Les nouvelles de Stella Tanagra s’attaquent également à toutes les normes sociales. Le modèle du couple, institution patriarcale, vole en éclat. L’amour libre doit au contraire éviter l’appropriation, la possession et le contrôle. La sensualité et le plaisir doivent primer sur la routine du quotidien. Une nouvelle attaque également l’école, autre institution patriarcale qui recherche le contrôle des enfants et leur soumission à l’autorité.
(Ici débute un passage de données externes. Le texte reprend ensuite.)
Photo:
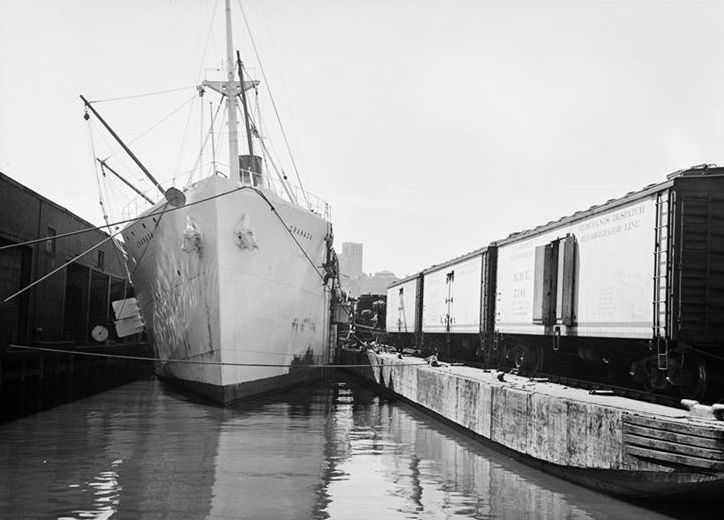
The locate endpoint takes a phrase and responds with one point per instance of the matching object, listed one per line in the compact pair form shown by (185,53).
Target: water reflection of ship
(273,447)
(419,466)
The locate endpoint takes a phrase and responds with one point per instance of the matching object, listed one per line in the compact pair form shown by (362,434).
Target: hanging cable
(152,127)
(209,134)
(161,212)
(147,94)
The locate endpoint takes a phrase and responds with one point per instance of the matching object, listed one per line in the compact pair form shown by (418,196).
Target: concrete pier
(604,441)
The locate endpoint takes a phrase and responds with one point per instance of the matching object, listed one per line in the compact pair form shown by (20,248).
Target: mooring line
(217,363)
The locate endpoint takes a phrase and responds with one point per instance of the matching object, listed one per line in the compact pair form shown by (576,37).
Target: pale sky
(431,127)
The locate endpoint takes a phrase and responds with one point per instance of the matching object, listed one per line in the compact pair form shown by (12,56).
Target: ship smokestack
(250,168)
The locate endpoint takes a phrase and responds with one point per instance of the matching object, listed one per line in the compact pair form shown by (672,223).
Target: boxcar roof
(583,214)
(694,171)
(437,267)
(578,215)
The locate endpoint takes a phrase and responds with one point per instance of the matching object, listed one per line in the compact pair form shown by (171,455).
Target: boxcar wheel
(527,358)
(492,357)
(697,375)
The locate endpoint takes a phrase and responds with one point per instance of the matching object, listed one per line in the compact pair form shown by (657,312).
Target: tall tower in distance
(350,261)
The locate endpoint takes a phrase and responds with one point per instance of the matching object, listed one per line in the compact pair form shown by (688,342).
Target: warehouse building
(68,305)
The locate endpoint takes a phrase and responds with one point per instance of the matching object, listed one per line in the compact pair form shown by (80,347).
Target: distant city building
(354,280)
(350,261)
(376,283)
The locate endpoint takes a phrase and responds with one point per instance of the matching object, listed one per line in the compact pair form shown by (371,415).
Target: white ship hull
(224,281)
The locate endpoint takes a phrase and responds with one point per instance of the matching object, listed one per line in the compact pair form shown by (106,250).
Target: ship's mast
(231,100)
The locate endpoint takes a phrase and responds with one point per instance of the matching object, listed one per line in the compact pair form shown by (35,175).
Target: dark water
(335,450)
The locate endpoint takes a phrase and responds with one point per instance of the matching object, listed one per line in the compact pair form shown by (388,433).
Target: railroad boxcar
(634,287)
(442,309)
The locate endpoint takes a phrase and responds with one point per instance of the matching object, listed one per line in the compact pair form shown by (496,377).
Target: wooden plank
(680,438)
(673,447)
(708,430)
(673,458)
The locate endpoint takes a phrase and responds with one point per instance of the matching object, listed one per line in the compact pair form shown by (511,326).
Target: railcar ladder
(661,278)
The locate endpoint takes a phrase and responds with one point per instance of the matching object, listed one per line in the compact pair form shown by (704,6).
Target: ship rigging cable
(197,362)
(271,97)
(113,235)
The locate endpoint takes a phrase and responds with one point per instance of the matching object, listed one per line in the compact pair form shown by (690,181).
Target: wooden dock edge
(609,448)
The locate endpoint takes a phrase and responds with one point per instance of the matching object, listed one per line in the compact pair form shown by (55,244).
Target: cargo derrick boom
(628,291)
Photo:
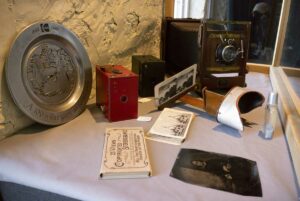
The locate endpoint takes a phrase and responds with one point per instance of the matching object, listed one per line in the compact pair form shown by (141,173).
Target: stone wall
(111,31)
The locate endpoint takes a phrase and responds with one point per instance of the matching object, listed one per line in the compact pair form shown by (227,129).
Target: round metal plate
(49,73)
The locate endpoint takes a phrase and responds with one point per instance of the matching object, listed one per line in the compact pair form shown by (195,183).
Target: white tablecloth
(66,159)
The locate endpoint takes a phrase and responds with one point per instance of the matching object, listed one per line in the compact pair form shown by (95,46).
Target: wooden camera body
(223,53)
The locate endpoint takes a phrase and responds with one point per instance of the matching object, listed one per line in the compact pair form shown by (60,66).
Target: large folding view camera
(223,52)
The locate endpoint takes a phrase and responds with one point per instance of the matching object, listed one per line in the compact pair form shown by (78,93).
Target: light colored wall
(111,31)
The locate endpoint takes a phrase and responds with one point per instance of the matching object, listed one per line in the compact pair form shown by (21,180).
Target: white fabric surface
(66,159)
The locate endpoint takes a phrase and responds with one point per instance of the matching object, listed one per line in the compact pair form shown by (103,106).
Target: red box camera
(117,92)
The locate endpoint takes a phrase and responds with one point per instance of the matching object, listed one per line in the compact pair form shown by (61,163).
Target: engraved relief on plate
(50,73)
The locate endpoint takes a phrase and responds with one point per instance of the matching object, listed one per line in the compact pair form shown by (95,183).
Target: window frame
(289,101)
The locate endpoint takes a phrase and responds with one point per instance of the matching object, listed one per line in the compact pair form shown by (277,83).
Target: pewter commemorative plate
(49,73)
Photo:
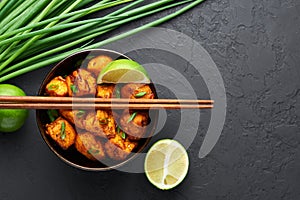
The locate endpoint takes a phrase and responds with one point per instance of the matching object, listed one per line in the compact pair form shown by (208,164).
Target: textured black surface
(256,46)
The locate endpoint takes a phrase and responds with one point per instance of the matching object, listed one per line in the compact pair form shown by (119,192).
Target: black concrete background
(255,44)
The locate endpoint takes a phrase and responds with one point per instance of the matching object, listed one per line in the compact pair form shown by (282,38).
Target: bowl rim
(43,134)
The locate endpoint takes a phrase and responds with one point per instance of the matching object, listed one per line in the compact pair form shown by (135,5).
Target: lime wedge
(166,164)
(123,71)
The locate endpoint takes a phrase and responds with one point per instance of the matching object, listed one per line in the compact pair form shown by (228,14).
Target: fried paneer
(105,91)
(89,146)
(75,117)
(137,91)
(62,132)
(92,124)
(118,148)
(98,63)
(107,122)
(80,83)
(134,124)
(57,87)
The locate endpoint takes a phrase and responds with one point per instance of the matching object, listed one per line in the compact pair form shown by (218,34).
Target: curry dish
(97,134)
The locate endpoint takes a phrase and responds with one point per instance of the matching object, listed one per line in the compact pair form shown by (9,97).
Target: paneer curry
(97,134)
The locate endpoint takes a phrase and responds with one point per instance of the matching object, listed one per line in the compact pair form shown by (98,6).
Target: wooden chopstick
(47,99)
(68,106)
(39,102)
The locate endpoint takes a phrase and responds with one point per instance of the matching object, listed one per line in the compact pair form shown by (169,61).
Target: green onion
(35,34)
(118,92)
(132,117)
(118,129)
(63,131)
(140,94)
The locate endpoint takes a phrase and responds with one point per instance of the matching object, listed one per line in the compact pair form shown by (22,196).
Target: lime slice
(123,71)
(12,119)
(166,164)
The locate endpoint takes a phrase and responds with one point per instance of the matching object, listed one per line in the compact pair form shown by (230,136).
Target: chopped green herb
(63,131)
(52,114)
(74,88)
(93,151)
(118,92)
(140,94)
(90,57)
(78,63)
(123,135)
(80,113)
(53,87)
(132,117)
(103,121)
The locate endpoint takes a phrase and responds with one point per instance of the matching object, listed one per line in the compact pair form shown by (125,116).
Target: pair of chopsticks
(42,102)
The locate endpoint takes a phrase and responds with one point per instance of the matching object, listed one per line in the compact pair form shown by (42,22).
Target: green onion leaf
(140,94)
(117,92)
(52,114)
(132,117)
(118,129)
(63,131)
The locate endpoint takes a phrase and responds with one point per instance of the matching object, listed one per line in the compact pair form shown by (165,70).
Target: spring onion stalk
(25,55)
(91,35)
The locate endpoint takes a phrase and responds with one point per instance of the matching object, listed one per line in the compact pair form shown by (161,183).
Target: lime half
(166,164)
(123,71)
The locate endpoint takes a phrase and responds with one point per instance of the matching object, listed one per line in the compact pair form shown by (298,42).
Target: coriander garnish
(103,121)
(132,117)
(123,135)
(52,114)
(93,151)
(80,113)
(63,131)
(53,87)
(74,88)
(140,94)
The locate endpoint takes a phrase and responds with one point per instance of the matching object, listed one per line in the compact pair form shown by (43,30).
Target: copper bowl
(72,156)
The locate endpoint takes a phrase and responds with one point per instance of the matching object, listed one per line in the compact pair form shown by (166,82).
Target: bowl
(71,156)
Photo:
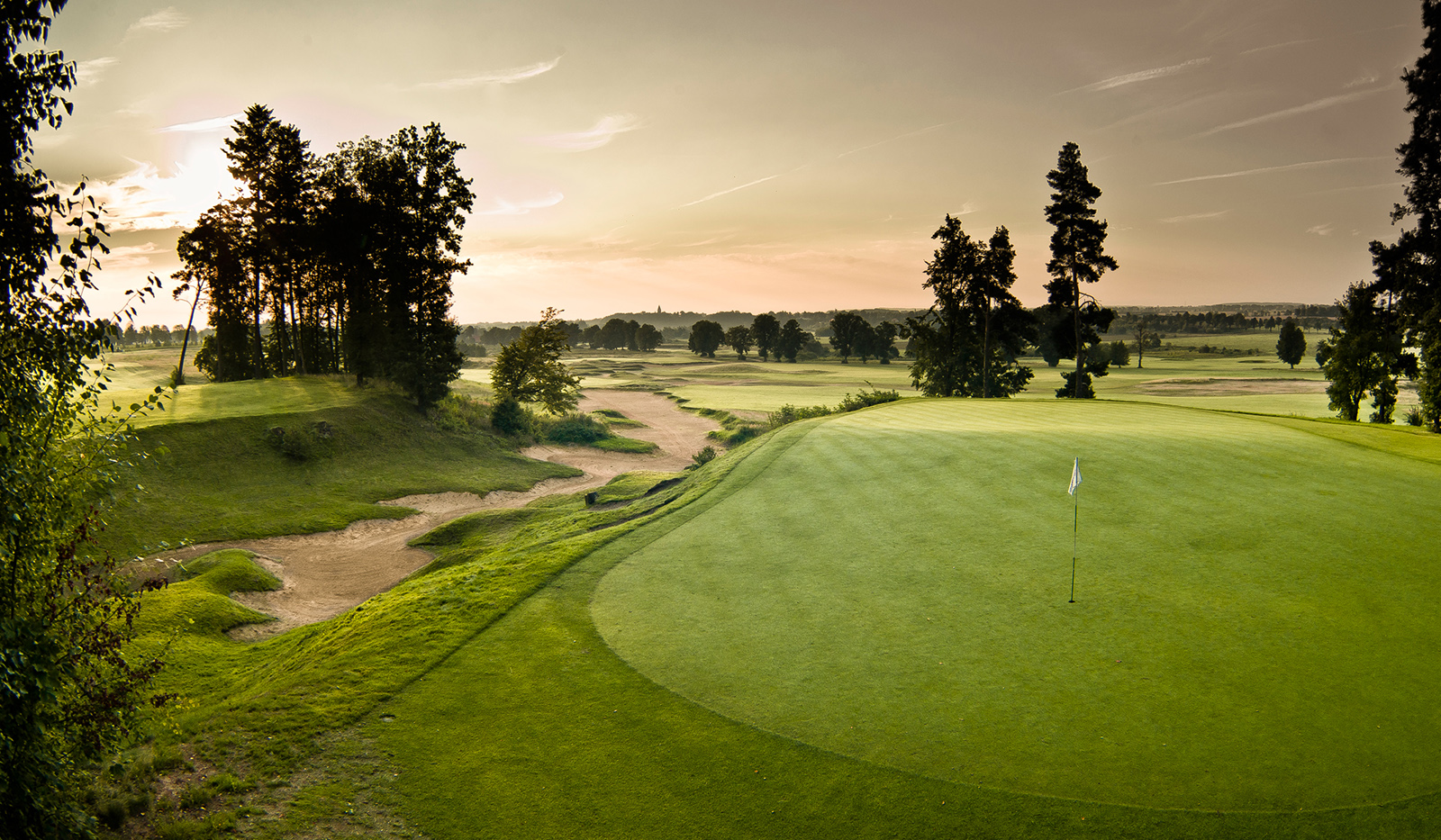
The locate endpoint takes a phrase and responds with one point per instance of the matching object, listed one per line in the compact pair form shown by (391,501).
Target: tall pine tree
(1077,258)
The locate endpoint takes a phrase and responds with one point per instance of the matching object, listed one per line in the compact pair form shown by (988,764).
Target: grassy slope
(1227,652)
(222,480)
(566,741)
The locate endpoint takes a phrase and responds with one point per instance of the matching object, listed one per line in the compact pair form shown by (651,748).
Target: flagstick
(1075,529)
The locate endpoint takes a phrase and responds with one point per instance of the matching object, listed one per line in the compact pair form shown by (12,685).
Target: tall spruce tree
(1418,251)
(1077,258)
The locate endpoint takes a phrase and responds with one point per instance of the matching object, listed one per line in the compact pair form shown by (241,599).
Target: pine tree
(1077,257)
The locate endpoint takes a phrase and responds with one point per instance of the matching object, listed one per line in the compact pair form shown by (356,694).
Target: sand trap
(326,574)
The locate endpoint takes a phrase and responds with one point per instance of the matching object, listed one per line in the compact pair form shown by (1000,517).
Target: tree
(1077,257)
(1290,343)
(767,333)
(530,369)
(739,339)
(847,331)
(793,338)
(706,338)
(648,338)
(67,691)
(970,339)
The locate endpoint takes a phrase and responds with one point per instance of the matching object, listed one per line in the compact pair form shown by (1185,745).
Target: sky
(777,156)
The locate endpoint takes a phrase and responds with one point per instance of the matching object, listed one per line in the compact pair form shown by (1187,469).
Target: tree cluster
(331,264)
(1391,326)
(68,691)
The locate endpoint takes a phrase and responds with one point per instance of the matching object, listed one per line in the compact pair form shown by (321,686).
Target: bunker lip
(331,573)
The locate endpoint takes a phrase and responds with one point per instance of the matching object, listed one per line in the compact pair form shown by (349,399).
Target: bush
(302,443)
(866,398)
(509,417)
(789,414)
(458,414)
(702,457)
(574,429)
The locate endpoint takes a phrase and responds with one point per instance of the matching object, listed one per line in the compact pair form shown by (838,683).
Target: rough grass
(221,479)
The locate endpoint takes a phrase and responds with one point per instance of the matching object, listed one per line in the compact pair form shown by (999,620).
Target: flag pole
(1075,520)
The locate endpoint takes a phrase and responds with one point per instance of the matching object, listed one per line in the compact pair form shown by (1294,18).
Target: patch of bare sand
(326,574)
(1224,386)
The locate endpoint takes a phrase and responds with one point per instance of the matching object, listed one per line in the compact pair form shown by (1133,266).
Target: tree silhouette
(1077,257)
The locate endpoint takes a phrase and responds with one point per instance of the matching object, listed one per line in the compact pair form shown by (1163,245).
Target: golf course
(857,624)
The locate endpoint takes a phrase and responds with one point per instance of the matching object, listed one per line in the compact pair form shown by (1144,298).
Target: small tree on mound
(1290,345)
(530,369)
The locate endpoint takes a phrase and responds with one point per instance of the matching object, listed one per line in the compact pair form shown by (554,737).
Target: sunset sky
(778,156)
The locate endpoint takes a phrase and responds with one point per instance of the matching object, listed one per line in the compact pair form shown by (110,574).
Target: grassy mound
(235,477)
(1254,630)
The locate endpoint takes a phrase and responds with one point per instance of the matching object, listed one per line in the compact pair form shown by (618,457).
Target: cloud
(1193,218)
(202,126)
(1267,169)
(90,71)
(604,130)
(163,21)
(1140,77)
(760,180)
(1306,108)
(504,208)
(508,77)
(1255,50)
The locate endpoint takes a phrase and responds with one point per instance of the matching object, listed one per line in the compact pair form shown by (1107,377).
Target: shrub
(458,414)
(866,398)
(789,414)
(574,429)
(702,457)
(509,417)
(302,443)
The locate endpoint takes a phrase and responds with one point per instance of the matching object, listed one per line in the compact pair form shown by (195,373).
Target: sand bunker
(326,574)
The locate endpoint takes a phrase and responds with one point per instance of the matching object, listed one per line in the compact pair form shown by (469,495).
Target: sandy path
(326,574)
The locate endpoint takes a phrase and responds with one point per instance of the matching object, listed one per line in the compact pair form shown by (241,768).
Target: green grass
(1254,627)
(222,480)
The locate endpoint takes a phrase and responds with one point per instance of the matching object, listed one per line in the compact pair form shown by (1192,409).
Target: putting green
(1255,623)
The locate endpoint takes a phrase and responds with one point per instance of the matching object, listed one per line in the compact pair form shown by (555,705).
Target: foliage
(340,264)
(793,338)
(68,691)
(766,330)
(849,333)
(530,369)
(969,340)
(1364,355)
(1290,343)
(705,338)
(1077,257)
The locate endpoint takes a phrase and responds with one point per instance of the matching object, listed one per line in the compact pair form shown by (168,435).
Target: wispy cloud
(1140,77)
(504,208)
(760,180)
(898,137)
(163,21)
(508,77)
(1284,43)
(1306,108)
(88,72)
(604,130)
(1268,169)
(201,126)
(1193,218)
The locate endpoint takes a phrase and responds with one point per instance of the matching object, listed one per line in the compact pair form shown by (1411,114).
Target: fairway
(1255,624)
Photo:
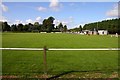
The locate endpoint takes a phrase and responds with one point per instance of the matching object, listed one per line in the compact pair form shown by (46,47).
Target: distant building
(102,32)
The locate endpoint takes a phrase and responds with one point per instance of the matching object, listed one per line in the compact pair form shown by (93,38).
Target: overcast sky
(72,14)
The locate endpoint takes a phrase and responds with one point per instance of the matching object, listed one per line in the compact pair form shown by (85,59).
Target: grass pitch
(31,62)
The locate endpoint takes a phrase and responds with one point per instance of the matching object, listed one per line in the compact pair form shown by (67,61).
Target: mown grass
(31,62)
(57,40)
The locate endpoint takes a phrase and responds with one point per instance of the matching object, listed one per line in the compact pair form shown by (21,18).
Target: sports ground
(101,64)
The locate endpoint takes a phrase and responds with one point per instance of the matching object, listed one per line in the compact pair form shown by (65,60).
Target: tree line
(111,25)
(46,26)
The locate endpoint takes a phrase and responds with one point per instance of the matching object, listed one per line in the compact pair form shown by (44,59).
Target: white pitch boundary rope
(61,49)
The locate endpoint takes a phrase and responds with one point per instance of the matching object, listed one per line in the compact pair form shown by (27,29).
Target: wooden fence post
(45,60)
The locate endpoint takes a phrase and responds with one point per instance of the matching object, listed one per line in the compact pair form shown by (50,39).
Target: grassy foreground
(30,63)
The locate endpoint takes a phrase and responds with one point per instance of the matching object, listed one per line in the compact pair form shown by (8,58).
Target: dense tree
(14,28)
(20,27)
(65,28)
(48,25)
(111,25)
(80,28)
(60,27)
(5,26)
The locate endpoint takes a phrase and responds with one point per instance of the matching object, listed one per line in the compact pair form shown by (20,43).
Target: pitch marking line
(61,49)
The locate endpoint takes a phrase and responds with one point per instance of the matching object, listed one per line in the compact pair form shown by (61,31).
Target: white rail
(61,49)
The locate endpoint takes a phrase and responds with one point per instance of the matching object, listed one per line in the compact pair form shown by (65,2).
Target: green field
(30,63)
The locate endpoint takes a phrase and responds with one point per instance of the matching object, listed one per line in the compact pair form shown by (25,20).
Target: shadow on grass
(68,72)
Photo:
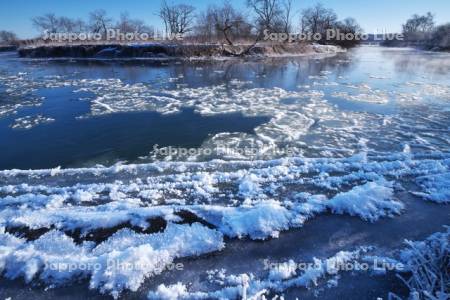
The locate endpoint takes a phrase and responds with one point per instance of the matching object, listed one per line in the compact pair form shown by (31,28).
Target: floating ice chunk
(369,201)
(171,292)
(249,186)
(265,219)
(435,187)
(121,262)
(29,122)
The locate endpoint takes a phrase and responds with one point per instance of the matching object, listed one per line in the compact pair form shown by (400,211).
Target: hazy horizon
(374,17)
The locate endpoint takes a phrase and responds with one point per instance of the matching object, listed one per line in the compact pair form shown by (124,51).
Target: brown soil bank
(161,51)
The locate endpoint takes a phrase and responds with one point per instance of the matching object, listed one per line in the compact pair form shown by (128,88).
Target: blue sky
(373,15)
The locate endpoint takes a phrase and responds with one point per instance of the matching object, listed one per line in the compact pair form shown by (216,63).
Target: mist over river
(221,166)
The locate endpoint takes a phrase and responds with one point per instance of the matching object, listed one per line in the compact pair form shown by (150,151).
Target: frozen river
(221,167)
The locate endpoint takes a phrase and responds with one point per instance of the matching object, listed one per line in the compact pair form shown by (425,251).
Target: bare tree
(8,37)
(441,36)
(178,19)
(100,22)
(127,24)
(419,27)
(48,22)
(287,16)
(227,21)
(268,13)
(318,19)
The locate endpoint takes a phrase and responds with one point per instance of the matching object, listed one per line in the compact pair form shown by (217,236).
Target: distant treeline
(421,31)
(218,23)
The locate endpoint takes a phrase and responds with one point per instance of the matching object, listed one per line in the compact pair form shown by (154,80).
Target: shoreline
(164,52)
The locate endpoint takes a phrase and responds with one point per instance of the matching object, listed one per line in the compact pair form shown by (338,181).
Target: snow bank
(369,201)
(123,261)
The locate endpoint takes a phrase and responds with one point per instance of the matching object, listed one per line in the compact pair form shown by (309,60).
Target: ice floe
(29,122)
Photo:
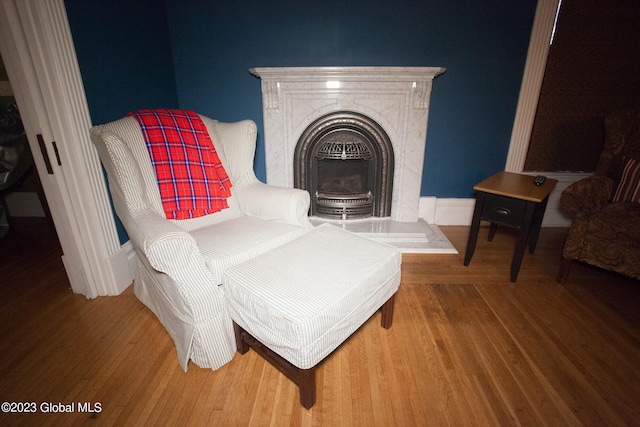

Stella Tanagra s’attaque également aux nouvelles normes sociales. La supposée libération sexuelle et les sites de rencontres peuvent permettre d’ouvrir les possibilités. Néanmoins, la modernité marchande ne fait que renforcer la misère et sexuelle. La performance devient le seul critère de cette sexualité supposée libérée. Les sites de rencontres révèlent un amour moderne qui repose sur la soumission à des critères et à des normes. La rencontre amoureuse impose de jouer un rôle et repose sur un calcul. Cette sexualité rationnelle et mécanique éradique la spontanéité, les fantasmes et la sensualité. Au contraire, les nouvelles de Stella Tanagra contribuent à dessiner un nouvel imaginaire érotique contre toutes les normes et les conventions sociales.